The only way to secure any kind of legal protection is to pay for it. Get living wills, get power of attorney, get trusts set up to protect your property and investments. Spend a bleeding fortune trying to secure all the loopholes that a simple marriage certificate would giftwrap for you. And even if you do go through all of that, there’s still no saying a family with dollars on the brain won’t spend years dragging you through the courts to get their hands on everything you’ve scrimped and saved for anyway.

But none of that will help you if you’re of different nationalities to begin with.

The world is shrinking: anyone who spends any amount of time online these days will know people overseas that they count as friends. More and more, people are falling in love with those they meet on the internet; people who could live on the opposite side of the world. And currently, for most same-sex couples, there is no recourse  if they want to live together.

For too long, gay men and women in the west have lived in a political no-man’s-land – our relationships aren’t illegal, but neither are they protected by law in the same ways that heterosexual relationships are. And that simply isn’t acceptable.

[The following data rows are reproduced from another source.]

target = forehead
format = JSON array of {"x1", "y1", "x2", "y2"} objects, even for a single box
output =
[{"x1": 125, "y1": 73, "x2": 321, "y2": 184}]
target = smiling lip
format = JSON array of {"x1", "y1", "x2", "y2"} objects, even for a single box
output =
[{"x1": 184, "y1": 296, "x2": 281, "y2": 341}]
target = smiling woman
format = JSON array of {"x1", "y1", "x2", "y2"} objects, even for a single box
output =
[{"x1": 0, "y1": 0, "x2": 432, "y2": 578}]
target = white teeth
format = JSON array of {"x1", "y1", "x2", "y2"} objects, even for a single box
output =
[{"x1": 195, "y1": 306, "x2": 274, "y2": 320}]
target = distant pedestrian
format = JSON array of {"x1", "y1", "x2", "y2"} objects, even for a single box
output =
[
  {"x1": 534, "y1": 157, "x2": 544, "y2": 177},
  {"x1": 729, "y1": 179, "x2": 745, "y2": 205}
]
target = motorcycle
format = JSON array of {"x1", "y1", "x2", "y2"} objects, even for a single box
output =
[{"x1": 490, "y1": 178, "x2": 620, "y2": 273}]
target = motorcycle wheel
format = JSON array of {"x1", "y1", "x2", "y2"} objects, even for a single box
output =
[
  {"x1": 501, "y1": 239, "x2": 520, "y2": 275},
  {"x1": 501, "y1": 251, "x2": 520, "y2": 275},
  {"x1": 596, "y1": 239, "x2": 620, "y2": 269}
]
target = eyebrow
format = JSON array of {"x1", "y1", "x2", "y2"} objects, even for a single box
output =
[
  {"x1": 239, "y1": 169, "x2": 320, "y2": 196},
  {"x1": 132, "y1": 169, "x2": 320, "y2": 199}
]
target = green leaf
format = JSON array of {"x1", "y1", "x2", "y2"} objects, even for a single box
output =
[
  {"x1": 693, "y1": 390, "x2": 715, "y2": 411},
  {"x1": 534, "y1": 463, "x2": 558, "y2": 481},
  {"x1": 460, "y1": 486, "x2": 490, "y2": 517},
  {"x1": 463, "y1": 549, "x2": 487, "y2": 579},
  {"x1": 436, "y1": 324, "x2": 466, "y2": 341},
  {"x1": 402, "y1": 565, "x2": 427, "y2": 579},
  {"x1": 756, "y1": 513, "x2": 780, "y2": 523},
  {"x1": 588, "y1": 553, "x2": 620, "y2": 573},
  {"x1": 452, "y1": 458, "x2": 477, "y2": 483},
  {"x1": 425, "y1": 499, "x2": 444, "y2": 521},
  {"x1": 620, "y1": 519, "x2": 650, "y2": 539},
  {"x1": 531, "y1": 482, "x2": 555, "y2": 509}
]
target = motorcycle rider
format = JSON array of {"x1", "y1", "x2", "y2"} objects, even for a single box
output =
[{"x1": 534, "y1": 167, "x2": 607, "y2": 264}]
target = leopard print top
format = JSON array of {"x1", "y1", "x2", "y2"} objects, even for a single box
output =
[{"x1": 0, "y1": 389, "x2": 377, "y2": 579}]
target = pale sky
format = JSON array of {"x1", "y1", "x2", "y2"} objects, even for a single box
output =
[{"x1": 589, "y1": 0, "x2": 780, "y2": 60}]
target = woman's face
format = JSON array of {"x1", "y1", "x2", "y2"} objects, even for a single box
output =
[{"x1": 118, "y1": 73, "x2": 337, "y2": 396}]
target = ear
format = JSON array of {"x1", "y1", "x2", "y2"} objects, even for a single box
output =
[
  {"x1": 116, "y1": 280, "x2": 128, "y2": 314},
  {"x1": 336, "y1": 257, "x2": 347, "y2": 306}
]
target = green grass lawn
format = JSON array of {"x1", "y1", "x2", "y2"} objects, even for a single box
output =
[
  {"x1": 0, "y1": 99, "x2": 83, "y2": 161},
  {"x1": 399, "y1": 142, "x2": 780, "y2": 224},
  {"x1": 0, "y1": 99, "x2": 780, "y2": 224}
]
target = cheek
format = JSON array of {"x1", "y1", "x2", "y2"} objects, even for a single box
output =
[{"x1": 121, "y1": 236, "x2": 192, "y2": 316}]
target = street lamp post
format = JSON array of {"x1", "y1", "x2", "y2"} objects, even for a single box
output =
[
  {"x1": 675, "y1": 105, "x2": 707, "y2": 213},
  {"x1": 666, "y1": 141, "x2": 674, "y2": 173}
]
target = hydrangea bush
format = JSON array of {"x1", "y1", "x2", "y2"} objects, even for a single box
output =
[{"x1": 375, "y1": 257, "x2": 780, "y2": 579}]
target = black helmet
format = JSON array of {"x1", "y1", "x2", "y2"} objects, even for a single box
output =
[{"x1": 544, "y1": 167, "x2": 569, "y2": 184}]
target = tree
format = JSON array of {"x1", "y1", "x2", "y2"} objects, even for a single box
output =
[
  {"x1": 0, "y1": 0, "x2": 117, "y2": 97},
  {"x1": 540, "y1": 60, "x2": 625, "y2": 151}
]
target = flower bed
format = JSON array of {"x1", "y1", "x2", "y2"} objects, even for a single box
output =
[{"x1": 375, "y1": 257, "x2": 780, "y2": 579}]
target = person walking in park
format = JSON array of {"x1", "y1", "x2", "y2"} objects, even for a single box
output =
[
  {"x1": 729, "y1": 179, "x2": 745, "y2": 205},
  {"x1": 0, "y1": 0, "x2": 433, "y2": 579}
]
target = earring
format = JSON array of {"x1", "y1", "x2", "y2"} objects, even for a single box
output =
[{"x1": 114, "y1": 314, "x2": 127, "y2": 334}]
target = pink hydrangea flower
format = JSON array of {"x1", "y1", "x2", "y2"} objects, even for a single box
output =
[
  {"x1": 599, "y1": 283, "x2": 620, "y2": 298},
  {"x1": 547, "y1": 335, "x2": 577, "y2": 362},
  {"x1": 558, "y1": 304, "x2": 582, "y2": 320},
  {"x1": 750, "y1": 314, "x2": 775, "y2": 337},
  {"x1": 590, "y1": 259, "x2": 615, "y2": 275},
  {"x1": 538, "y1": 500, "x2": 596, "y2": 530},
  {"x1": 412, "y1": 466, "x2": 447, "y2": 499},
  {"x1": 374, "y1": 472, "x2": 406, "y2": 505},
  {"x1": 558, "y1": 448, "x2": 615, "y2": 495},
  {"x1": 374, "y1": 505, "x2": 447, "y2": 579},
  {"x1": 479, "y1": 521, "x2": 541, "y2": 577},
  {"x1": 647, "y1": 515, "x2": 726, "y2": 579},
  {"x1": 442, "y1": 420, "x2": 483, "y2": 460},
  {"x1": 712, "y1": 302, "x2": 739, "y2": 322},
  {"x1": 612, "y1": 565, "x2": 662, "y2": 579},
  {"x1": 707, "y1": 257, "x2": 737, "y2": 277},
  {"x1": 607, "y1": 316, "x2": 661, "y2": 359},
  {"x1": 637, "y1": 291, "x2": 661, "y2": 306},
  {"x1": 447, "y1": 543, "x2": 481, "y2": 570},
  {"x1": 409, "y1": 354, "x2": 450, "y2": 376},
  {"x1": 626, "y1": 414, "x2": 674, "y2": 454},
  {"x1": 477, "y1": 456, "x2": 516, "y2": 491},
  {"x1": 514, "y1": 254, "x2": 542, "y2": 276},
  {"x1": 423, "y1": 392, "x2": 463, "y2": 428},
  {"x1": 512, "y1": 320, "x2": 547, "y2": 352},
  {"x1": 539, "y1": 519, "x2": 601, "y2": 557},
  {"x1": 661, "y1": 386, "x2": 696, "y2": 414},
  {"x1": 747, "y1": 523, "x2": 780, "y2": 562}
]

This story happens over and over. But one man recently stood up and made a stand. His name is Shane Bitney Crone and this is the story of what happened when he lost the man he thought he was going to spend the rest of his life with.

Shane and Tom’s story has now been made into a film. Bridegroom is headlining the Tribeca Film Festival in April, and I for one can’t wait to see it.

This is why equal marriage matters. This is why we need equal relationship recognition. And this is why we need it now.

 The Real Point of Marriage Equality

Kate Aaron lives in Cheshire, England, with two dogs, a parrot, and a bearded dragon named Elvis. She has the best of friends, the worst of enemies, and a mischievous muse with a passion for storytelling that doesn’t know the difference between fact and fiction.